Der erste Prozess um den größten Wettskandal im europäischen Fußball vor dem Bochumer Landgericht hat sich erneut verzögert. Die Verteidigung stellte weitere Anträge auf Unterbrechung der Verhandlung.

Somit konnte die 13. Strafkammer am Donnerstagmorgen keine Entscheidung über die am ersten Verhandlungstag gestellten Befangenheitsanträge verkünden.
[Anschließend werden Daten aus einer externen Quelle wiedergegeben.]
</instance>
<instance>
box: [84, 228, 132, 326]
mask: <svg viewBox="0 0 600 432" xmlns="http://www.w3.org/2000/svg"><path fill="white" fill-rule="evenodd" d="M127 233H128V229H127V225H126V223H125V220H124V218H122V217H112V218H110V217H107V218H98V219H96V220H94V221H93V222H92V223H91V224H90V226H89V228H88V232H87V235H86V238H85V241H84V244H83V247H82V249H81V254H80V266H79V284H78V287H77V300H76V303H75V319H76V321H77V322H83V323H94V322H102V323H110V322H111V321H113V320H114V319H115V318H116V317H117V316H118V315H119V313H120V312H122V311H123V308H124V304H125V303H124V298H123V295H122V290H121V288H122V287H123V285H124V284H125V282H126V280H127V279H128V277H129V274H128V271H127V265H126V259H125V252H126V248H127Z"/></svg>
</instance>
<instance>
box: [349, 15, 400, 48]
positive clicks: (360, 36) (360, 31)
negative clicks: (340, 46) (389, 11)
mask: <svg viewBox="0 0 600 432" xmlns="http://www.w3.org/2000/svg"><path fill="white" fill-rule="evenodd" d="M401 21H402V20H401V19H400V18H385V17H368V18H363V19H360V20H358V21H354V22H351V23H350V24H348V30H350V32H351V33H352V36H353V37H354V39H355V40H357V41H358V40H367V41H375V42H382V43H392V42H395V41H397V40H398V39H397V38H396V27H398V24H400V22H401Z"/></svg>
Die Anwälte der Angeklagten Stevan R. und Kristian S. bemängelten die Zusammensetzung der Kammer, die über den Vorwurf der Befangenheit des Gerichts zu entscheiden hatte. Sie prüften, gegen Gerichtssprecher Volker Talarowski, der dieser Kammer angehörte, ebenfalls einen Befangenheitsantrag zu stellen.

Schon beim Auftakt am 6. Oktober hatten die Verteidiger die Einstellung des Verfahrens wegen Nichtzuständigkeit des Gerichts gefordert, dieser Antrag war zurückgewiesen worden.

In Bochum stehen zudem Nürettin G. und Tuna A. vor Gericht, die von der Staatsanwaltschaft zum Führungskreis der Wettmafia gezählt werden. Sie haben angekündigt, Geständnisse abzulegen.

Allen vier Angeklagten wird gewerbs- und bandenmäßiger Betrug vorgeworfen. Sie sollen Spieler und Schiedsrichter bestochen haben, um 32 Spiele in Deutschland und dem europäischen Ausland zu manipulieren, und dann hohe Summe auf diese Partien gesetzt haben.